The ‘path’ noise is getting louder for the Bruins
The Bruins do not want to sell.
In fact, they have never sold at the trade deadline under current team president Cam Neely. The very worst they’ve been is ‘light buyers’, with a single addition in 2017 (Drew Stafford for a late-round pick). But earlier this month, Neely acknowledged the possibility of his team having to venture down the non-buyer path (he called it a ‘retool’). And with the Bruins on the wrong end of yet another lopsided contest Thursday night in Boston, that’s looking more and more like an inevitability for this year’s team.
When Neely first made those comments, the Bruins were coming off back-to-back victories, and against quality competition. The Bruins were also still in a playoff position, with a single-point lead over the single wild card and a two-point lead over the ninth-place club in the East. Boston’s record post-Neely comments sits, though, sits at 3-3-1, and the Bruins will begin Friday on the outside looking in in the Eastern Conference playoff race, and with a games played number that doesn’t favor ’em in any respect.
That’s trouble, and the Bruins know they’re running out of time to show otherwise.
“The only thing we can do is focus day to day. I mean, they’re going to do what they feel is necessary for the team,” B’s captain Brad Marchand said following Thursday’s loss. “All we can do is worry about our play and what we can control. We can’t control any decision that is going to be made. You know, we have to come and do a job here every day, and that’s all we can worry about right now.”

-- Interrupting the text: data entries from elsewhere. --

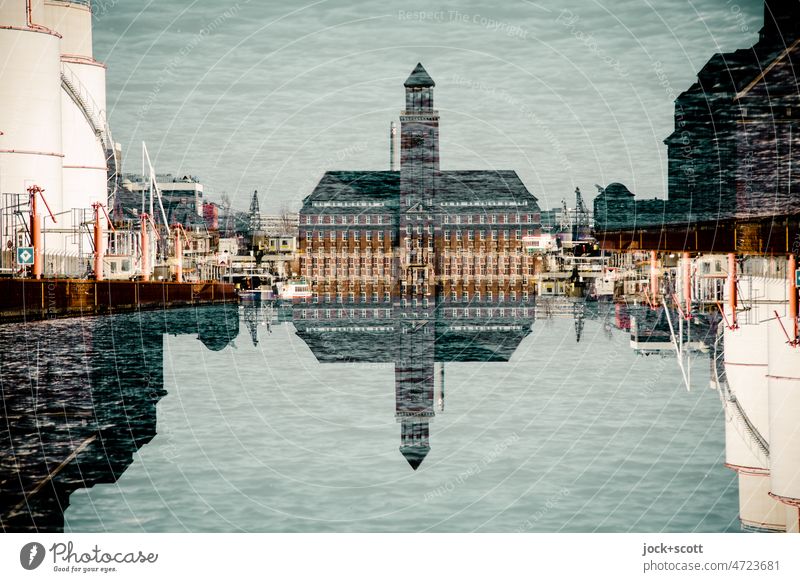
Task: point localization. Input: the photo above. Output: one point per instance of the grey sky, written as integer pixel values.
(269, 95)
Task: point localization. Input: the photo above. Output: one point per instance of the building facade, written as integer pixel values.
(732, 149)
(420, 235)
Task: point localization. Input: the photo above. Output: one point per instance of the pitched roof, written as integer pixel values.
(462, 188)
(419, 77)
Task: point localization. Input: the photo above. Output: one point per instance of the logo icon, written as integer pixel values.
(31, 555)
(25, 255)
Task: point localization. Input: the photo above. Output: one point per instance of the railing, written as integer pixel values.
(729, 400)
(96, 118)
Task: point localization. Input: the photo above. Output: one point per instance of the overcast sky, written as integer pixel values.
(270, 94)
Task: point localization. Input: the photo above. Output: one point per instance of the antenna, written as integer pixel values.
(392, 140)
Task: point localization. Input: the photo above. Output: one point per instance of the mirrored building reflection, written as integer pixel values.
(417, 265)
(414, 340)
(80, 399)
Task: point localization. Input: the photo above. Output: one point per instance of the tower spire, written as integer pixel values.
(419, 141)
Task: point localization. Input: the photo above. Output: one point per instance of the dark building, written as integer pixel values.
(732, 149)
(420, 235)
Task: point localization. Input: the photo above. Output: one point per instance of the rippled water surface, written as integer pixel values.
(565, 436)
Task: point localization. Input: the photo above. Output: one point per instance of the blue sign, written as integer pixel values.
(24, 255)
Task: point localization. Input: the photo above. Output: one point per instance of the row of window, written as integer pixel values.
(458, 235)
(346, 218)
(344, 235)
(477, 312)
(485, 218)
(347, 203)
(485, 203)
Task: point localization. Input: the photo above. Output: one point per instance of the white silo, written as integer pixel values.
(85, 137)
(747, 427)
(784, 412)
(30, 102)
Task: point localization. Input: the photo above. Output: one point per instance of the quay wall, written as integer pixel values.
(30, 299)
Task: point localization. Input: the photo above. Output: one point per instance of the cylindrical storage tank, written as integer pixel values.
(85, 169)
(73, 21)
(83, 109)
(784, 413)
(30, 107)
(746, 371)
(757, 510)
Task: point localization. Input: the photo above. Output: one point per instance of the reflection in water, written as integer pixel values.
(414, 339)
(80, 399)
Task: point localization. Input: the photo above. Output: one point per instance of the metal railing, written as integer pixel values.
(96, 117)
(728, 398)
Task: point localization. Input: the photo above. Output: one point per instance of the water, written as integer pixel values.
(565, 436)
(567, 93)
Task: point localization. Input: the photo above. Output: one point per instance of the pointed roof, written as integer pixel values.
(415, 455)
(419, 77)
(254, 203)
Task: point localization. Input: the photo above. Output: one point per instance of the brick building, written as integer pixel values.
(420, 235)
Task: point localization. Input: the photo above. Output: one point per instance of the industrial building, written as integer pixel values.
(54, 132)
(730, 154)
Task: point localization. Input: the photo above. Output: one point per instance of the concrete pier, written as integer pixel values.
(30, 299)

“It’s our job to get results and we know that,” Bruins alternate captain Charlie McAvoy echoed following the defeat. “That’s all we can do. We can’t worry about who’s here [or] who isn’t here. It’s always gonna fall on us to do our job, and that’s all you can ever worry about.”
At this point, ‘worry’ is the right word.
Following wins by the teams around the Bruins in the playoff race — the Lightning, Senators, and Blue Jackets all won on Thursday night, while the Islanders (winners of six straight) have now entered the conversation as a threat — the Bruins have put themselves in a spot where it truly feels like life or death for their season with that night’s result. Thursday’s slate dropped the Bruins’ odds of making the playoffs down to 29 percent at PlayoffStatus.com while MoneyPuck puts them at 19.1 percent. MoneyPuck’s model only has four Eastern Conference teams with worse odds than the Bruins as of right now, with the Canadiens at 13.7 percent, Philly at 3.5 percent, Pittsburgh at 1.5 percent, and Buffalo at 0.8 percent.
It’s entirely possible that the hole has officially been dug too deep for the Black and Gold.
“I’m not really worried about what’s being said in the media,” Marchand, who is in the final year of his contract and could potentially be one of the players involved in a deadline ‘retool’ by the Boston front office, admitted Thursday night. “At the end of the day, like I said, they’re going to make the decisions for the group that they feel is necessary [and] I have no control over that.”
The Bruins are also yet another grind of a schedule before the 4 Nations Face-Off break, as they’ll have to prove their playoff-worthiness with showdowns against the Rangers, Wild, Rangers again (this time on the road), and then the Golden Knights. Upon their return, the Bruins will have another seven games before the NHL trade deadline (March 7), but the decisions could come before then depending on where they are in the East’s playoff picture and whether or not they’ve lost ‘buy in’ from above before then.
“I’m going to worry about what’s going on in here and playing for this group,” Marchand offered. “And, as long I’m here on the Boston Bruins, that’s what I’m worried about.”